Cette première session de la nouvelle législature 2022-2026 a commencé de manière turbulente. Tout d’abord avec une discorde au niveau de la Constitution des commissions et des présidences de celles-ci. La droite, soutenue par les partis du « centre », ont joué un jeu indigne de la politique de consensus et de respect des minorités. Eléments pourtant si précieux de la culture politique suisse. Ils privent la gauche du quorum nécessaire à une position de minorité dans la commission des finances, alors que, comptées ensemble, les forces du PS et des Verts n’ont pas diminué depuis les dernières élections. De plus, fait rare dans la vie politique, une présidente de commission sortante a été privée de sa réélection dans une commission clé pour le Parti socialiste! La majorité bourgeoise a forcé le groupe socialiste à prendre la présidence d’une autre commission, qui n’était pas revendiquée par le groupe.

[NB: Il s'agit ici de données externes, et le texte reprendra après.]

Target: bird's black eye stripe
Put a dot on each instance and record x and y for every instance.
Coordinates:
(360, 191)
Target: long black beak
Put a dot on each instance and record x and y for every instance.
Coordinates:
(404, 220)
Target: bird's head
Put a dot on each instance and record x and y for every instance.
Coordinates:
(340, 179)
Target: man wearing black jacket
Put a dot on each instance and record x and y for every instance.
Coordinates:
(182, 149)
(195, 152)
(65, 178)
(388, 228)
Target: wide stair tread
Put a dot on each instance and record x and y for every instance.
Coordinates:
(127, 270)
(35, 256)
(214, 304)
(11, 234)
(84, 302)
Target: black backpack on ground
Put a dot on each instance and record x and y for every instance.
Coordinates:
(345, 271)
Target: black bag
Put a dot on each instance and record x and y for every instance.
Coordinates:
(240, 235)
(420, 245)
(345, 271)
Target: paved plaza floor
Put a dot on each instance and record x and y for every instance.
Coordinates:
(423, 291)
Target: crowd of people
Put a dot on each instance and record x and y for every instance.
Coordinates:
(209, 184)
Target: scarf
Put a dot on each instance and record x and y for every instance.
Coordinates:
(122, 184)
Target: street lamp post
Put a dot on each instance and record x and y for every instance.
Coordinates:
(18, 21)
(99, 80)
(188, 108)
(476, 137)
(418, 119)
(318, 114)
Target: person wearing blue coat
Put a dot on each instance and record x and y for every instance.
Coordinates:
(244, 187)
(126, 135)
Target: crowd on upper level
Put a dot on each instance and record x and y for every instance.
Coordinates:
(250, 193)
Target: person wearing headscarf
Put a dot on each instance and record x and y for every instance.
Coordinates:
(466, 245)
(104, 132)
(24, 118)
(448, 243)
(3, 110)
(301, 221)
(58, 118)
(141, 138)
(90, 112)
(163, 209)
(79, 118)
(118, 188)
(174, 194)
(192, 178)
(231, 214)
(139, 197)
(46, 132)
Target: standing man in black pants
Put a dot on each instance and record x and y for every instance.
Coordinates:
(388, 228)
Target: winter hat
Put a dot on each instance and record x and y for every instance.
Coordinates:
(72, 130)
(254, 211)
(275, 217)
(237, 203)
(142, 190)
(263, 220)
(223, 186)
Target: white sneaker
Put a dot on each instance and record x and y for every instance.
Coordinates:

Je souhaite relever ici deux interventions en particulier qui ont été traitées durant cette session. La première est la discussion au sujet d’un salaire minimum. Une motion du groupe socialiste, défendue à la tribune par Meret Schindler, a été largement rejetée par le Grand Conseil bernois (48 oui, 94 non, 1 abstention). Le plus étonnant était que la discussion semblait perdue d’avance, les élu-e-s bourgeois râlant contre le fait que l’objet était amené chaque législature. Pourtant : la France connaît le salaire minimum depuis plus de 50 ans. L’Allemagne, les Etats-Unis, le Brésil, la Turquie, L’Ecosse et la Grande-Bretagne ne sont que des exemples parmi tant d’autres. Cinq cantons (Neuchâtel, Jura Genève, Tessin, Bâle-Ville) l’ont introduit et en vivent les bénéfices. Je suis restée sidérée devant le fait que l’idée d’un salaire minimum cantonal était perçue comme une douce utopie pour une majorité du parlement, alors que c’est une mesure bien réelle et efficace dans tellement d’endroits. Le système actuel fait encore et toujours travailler des gens à 100% sans qu’ils·elles ne gagnent assez pour vivre. Il mène aussi à une concurrence déloyale pour les entreprises qui elles paient correctement leurs employé·e·s.
Une autre affaire importante, traitée le 14 juin (pile pour commémorer la grève féministe), était la motion rédigée par Mohammed Hamdaoui « La publicité sexiste n’a plus sa place dans l’espace public ! ».
C’est en tant que co-motionnaire que j’ai pu défendre cette cause importante à la place de mon ancien collègue très apprécié Momo. La motion, même sous sa forme moins contraignante de postulat et pourtant soutenue par le gouvernement, n’a pas trouvé de majorité au sein du Grand Conseil à une voix près ! Quelle baffe pour les femmes. Apparemment, défendre la dignité humaine dans l’espace public, à l’instar de ce qui se fait dans d’autres cantons, certaines villes et dans d’autres pays, ne mérite pas qu’on s’y attarde.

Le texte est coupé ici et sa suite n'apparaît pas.